途中で力尽きて墜落する危険性がある。ソルイール帝国まではおよそ半日は掛かるだろうからな」

と言う訳でワイバーンが墜落して搭乗者が全員死亡、等と言う結末を迎えたくない4人は

グラディシラの宿屋で部屋を取った。

金はさっきの酒場でも今回の宿屋でも、ガレディが集落から食事と一緒に持って来ていた

金の中から出してくれたのである。


「集落から少し金を持たせてくれていて助かったな」

「団体部屋を取れて助かったぜ」

秋祭りの最中だと言うが、それでも近隣の町や村から来ている祭りの参加者や客も多いらしく

宿屋は意外と予約が入っていなかったのも幸いした。

魔力を持たない人間3人に獣人が1人と言う奇妙な組み合わせのパーティだが、それでも

何となくロールプレイングゲームの様な雰囲気である。

でもこの現実はゲームじゃない。

紛れも無く自分達が目で見て、耳で聞いて、身体で感じている現実世界での出来事なのだ。

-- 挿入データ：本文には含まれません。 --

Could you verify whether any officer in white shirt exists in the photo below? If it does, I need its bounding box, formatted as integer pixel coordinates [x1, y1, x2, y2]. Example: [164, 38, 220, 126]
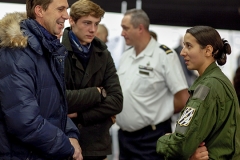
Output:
[116, 9, 189, 160]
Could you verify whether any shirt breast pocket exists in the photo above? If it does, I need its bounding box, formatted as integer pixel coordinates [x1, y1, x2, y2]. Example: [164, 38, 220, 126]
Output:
[132, 70, 157, 96]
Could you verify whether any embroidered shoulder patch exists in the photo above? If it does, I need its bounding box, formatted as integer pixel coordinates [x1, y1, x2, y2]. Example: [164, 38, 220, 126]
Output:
[193, 84, 210, 100]
[178, 107, 195, 126]
[160, 45, 173, 54]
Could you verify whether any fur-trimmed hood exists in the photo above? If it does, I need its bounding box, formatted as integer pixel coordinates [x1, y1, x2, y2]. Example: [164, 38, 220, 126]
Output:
[0, 12, 27, 48]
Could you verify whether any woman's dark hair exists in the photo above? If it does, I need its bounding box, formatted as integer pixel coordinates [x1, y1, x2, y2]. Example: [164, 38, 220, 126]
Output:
[186, 26, 231, 66]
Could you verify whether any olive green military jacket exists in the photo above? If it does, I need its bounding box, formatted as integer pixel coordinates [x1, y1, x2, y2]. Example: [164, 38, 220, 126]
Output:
[62, 28, 123, 156]
[157, 63, 240, 160]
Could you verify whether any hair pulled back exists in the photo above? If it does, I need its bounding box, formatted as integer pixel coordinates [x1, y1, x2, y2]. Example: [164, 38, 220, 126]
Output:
[186, 26, 231, 66]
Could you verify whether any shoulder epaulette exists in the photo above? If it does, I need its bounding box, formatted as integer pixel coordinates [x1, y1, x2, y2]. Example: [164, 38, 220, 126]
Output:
[159, 45, 173, 54]
[125, 46, 133, 51]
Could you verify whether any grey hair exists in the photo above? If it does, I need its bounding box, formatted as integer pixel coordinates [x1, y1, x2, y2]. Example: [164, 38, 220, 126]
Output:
[124, 8, 150, 30]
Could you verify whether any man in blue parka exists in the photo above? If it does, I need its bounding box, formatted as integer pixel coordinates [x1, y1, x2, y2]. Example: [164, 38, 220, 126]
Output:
[0, 0, 82, 160]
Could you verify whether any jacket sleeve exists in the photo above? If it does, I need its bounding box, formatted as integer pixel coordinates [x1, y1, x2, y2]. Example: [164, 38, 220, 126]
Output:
[156, 85, 219, 160]
[0, 55, 74, 159]
[65, 117, 80, 140]
[78, 52, 123, 125]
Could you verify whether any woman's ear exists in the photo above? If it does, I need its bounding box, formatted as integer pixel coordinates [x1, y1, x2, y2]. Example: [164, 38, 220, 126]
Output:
[205, 45, 213, 57]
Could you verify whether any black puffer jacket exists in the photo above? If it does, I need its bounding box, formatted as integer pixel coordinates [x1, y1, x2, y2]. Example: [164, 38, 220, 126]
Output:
[0, 13, 79, 160]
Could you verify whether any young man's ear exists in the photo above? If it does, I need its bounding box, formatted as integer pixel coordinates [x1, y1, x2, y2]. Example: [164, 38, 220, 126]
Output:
[69, 16, 75, 26]
[34, 5, 43, 18]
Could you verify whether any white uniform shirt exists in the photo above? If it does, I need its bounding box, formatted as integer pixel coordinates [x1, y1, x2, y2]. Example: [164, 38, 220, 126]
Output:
[116, 38, 188, 132]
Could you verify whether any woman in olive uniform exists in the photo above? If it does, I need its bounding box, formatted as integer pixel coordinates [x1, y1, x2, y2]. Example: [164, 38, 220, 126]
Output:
[157, 26, 240, 160]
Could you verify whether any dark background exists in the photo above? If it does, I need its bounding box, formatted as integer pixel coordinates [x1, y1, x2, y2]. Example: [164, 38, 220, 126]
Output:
[3, 0, 240, 30]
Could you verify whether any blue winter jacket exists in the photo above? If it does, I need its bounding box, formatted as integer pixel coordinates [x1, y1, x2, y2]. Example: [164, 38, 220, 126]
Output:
[0, 13, 79, 160]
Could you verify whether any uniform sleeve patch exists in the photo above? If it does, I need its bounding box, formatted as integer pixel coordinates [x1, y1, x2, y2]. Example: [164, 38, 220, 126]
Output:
[177, 107, 195, 127]
[160, 45, 173, 54]
[193, 84, 210, 100]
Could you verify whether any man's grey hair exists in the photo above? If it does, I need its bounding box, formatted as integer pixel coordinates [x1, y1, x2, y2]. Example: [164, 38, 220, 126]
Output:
[124, 8, 150, 30]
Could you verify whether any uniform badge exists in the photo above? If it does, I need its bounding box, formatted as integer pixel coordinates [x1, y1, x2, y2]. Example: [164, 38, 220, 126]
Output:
[160, 45, 173, 54]
[178, 107, 195, 126]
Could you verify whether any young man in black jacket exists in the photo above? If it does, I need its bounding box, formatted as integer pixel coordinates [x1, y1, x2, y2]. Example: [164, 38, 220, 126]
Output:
[62, 0, 123, 160]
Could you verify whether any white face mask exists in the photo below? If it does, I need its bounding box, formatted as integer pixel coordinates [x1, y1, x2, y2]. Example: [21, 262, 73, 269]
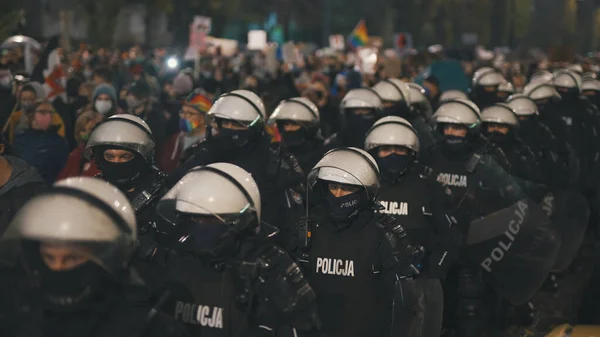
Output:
[94, 100, 112, 115]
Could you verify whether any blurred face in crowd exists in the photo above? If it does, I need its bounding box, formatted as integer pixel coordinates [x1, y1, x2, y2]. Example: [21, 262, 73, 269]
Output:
[40, 243, 89, 271]
[21, 90, 37, 106]
[31, 103, 54, 131]
[444, 124, 467, 138]
[487, 123, 508, 135]
[104, 149, 135, 163]
[327, 183, 360, 198]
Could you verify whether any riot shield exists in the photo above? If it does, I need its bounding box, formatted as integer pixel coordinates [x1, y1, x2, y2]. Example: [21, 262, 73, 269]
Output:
[391, 279, 444, 337]
[463, 155, 561, 305]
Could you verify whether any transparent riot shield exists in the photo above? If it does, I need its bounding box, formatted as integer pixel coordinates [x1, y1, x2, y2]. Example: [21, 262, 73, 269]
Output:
[460, 155, 561, 305]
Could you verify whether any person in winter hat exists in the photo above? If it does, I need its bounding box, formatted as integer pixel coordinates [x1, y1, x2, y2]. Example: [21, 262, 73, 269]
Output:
[158, 89, 212, 173]
[92, 83, 118, 118]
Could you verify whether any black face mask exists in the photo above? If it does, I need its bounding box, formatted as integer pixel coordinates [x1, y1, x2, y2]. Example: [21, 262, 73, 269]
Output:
[325, 187, 366, 223]
[281, 128, 309, 148]
[375, 153, 412, 180]
[94, 148, 149, 192]
[442, 135, 467, 152]
[345, 112, 376, 139]
[175, 218, 235, 258]
[214, 128, 256, 151]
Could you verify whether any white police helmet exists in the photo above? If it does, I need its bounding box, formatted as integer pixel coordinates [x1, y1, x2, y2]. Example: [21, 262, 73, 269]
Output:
[373, 78, 410, 105]
[340, 88, 383, 111]
[269, 97, 320, 125]
[365, 116, 419, 153]
[506, 94, 539, 116]
[440, 90, 469, 102]
[208, 90, 266, 126]
[158, 163, 261, 224]
[308, 147, 379, 201]
[84, 114, 156, 163]
[3, 177, 137, 274]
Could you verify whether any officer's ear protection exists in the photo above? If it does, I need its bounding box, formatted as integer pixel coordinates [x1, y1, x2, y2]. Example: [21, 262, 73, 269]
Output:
[190, 166, 259, 234]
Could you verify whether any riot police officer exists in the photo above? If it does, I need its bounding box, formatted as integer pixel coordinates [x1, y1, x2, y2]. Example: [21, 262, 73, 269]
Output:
[169, 90, 304, 244]
[507, 94, 577, 187]
[297, 147, 422, 337]
[336, 88, 384, 147]
[481, 103, 547, 183]
[85, 114, 170, 256]
[440, 90, 469, 103]
[155, 163, 319, 336]
[365, 116, 463, 336]
[432, 100, 560, 336]
[0, 177, 187, 337]
[373, 78, 437, 162]
[269, 97, 324, 173]
[470, 69, 506, 109]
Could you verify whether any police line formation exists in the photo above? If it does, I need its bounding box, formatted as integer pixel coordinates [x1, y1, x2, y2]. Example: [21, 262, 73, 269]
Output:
[0, 64, 600, 337]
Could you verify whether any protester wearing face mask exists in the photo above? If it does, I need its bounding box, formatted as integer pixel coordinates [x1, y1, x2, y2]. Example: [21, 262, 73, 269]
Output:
[2, 82, 65, 145]
[13, 101, 69, 184]
[92, 84, 118, 118]
[158, 89, 212, 173]
[336, 88, 383, 147]
[57, 109, 104, 180]
[126, 79, 166, 147]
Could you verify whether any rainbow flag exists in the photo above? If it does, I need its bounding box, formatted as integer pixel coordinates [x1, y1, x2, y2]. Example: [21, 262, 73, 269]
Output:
[348, 20, 369, 48]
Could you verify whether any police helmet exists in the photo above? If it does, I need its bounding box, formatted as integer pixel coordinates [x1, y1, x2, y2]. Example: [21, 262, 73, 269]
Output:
[365, 116, 419, 154]
[432, 99, 481, 129]
[340, 88, 383, 111]
[308, 147, 379, 202]
[506, 94, 539, 117]
[373, 78, 410, 105]
[208, 90, 266, 127]
[440, 90, 469, 102]
[408, 83, 433, 120]
[581, 79, 600, 92]
[269, 97, 320, 129]
[481, 103, 519, 128]
[3, 177, 137, 275]
[85, 114, 155, 164]
[473, 69, 506, 87]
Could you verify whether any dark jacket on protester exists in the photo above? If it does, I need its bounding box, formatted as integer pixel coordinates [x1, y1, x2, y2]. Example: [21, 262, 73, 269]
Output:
[0, 156, 46, 237]
[13, 129, 69, 185]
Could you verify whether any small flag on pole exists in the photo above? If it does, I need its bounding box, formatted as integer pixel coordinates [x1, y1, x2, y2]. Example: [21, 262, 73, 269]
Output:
[348, 20, 369, 48]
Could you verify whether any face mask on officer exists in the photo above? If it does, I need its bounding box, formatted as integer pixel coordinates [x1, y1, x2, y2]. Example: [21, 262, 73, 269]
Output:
[486, 123, 510, 143]
[279, 121, 309, 147]
[325, 182, 366, 222]
[94, 94, 113, 115]
[442, 124, 468, 151]
[94, 146, 147, 192]
[380, 101, 410, 119]
[375, 145, 412, 178]
[24, 242, 114, 307]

もしかしたら長い長い夢を見ているのかも知れないが、数々のこれまでの経験が夢では無いと

言う事を実感させてくれていた。

だけど現実世界でも地球とは違う世界なので、早く自分達の世界に戻るべく次の日の朝になったら

すぐ行動しようと思い、地球人3人はその1日をグラディシラの宿屋で過ごすのだった。